All of lore.kernel.org
 help / color / mirror / Atom feed
From: Michal Kubiak <michal.kubiak@intel.com>
To: Jesper Dangaard Brouer <hawk@kernel.org>
Cc: Jacob Keller <jacob.e.keller@intel.com>,
	Anthony Nguyen <anthony.l.nguyen@intel.com>,
	Intel Wired LAN <intel-wired-lan@lists.osuosl.org>,
	<netdev@vger.kernel.org>,
	"Christoph Petrausch" <christoph.petrausch@deepl.com>,
	Jaroslav Pulchart <jaroslav.pulchart@gooddata.com>,
	kernel-team <kernel-team@cloudflare.com>
Subject: Re: [Intel-wired-lan] [PATCH iwl-net v2] ice: fix Rx page leak on multi-buffer frames
Date: Tue, 26 Aug 2025 12:24:36 +0200	[thread overview]
Message-ID: <aK2LZCedKkXuG1I_@localhost.localdomain> (raw)
In-Reply-To: <85c2fea0-686f-435a-a539-81491a316e46@kernel.org>

On Tue, Aug 26, 2025 at 10:35:30AM +0200, Jesper Dangaard Brouer wrote:
> 
> 
> On 26/08/2025 01.00, Jacob Keller wrote:
> > XDP_DROP performance has been tested for this version, thanks to work from
> > Michal Kubiak. The results are quite promising, with 3 versions being
> > compared:
> > 
> > * baseline net-next tree
> > * v1 applied
> > * v2 applied
> > 
> > Michal said:
> > 
> >    I run the XDP_DROP performance comparison tests on my setup in the way I
> >    usually do. I didn't have the pktgen configured on my link partner, but I
> >    used 6 instances of the xdpsock running in Tx-only mode to generate
> >    high-bandwith traffic. Also, I tried to replicate the conditions according
> >    to Jesper's description, making sure that all the traffic is directed to a
> >    single Rx queue and one CPU is 100% loaded.
> > 
> 
> Thank you for replicating the test setup.  Using xdpsock as a traffic
> generator is fine, as long as we make sure that the generator TX speeds
> exceeds the Device Under Test RX XDP_DROP speed.  It is also important
> for the test that packets hits a single RX queue and we verify one CPU is
> 100% load, as you describe.
> 
> As a reminder the pktgen kernel module comes with ready-to-use sample
> shell-scripts[1].
> 
>  [1] https://elixir.bootlin.com/linux/v6.16.3/source/samples/pktgen
> 

Thank you! I am aware of that and also use those scripts.
The xdpsock solution was just the quickest option for that specific
moment, so I decided not to change my link partner setup, (since I
successfully reproduced the performance drop in v1).

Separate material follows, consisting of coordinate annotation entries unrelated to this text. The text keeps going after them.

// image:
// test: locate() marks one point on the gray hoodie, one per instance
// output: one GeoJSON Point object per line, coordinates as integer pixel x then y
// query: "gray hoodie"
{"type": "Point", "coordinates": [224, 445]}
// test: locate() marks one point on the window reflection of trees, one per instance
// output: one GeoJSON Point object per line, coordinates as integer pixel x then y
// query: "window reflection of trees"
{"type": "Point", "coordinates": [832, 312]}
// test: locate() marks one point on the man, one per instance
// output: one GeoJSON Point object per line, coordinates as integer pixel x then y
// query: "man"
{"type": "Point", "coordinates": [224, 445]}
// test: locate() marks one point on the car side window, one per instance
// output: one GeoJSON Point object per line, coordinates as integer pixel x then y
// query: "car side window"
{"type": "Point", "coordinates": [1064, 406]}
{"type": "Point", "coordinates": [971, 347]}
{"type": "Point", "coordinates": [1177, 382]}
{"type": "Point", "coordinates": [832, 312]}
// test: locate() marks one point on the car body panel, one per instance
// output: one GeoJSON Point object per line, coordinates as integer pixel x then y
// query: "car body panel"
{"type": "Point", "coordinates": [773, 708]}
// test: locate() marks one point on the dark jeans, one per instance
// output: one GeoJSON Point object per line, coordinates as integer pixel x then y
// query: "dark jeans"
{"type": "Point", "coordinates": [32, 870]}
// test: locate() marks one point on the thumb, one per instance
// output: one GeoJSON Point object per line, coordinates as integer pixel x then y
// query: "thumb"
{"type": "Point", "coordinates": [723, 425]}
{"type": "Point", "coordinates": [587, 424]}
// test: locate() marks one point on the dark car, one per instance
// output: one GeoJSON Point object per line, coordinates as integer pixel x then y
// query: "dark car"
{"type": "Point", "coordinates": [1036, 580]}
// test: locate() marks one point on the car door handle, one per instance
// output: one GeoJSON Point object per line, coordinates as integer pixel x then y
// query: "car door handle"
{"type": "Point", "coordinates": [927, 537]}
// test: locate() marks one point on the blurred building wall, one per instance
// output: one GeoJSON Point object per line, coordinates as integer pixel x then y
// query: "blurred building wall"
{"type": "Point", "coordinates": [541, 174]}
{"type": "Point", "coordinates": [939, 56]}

> > The performance hit from v1 is replicated, and shown to be gone in v2, with
> > our results showing even an increase compared to baseline instead of a
> > drop. I've included the relative packet per second deltas compared against
> > a baseline test with neither v1 or v2.
> > 
> 
> Thanks for also replicating the performance hit from v1 as I did in [2].
> 
> To Michal: What CPU did you use?
>  - I used CPU: AMD EPYC 9684X (with SRSO=IBPB)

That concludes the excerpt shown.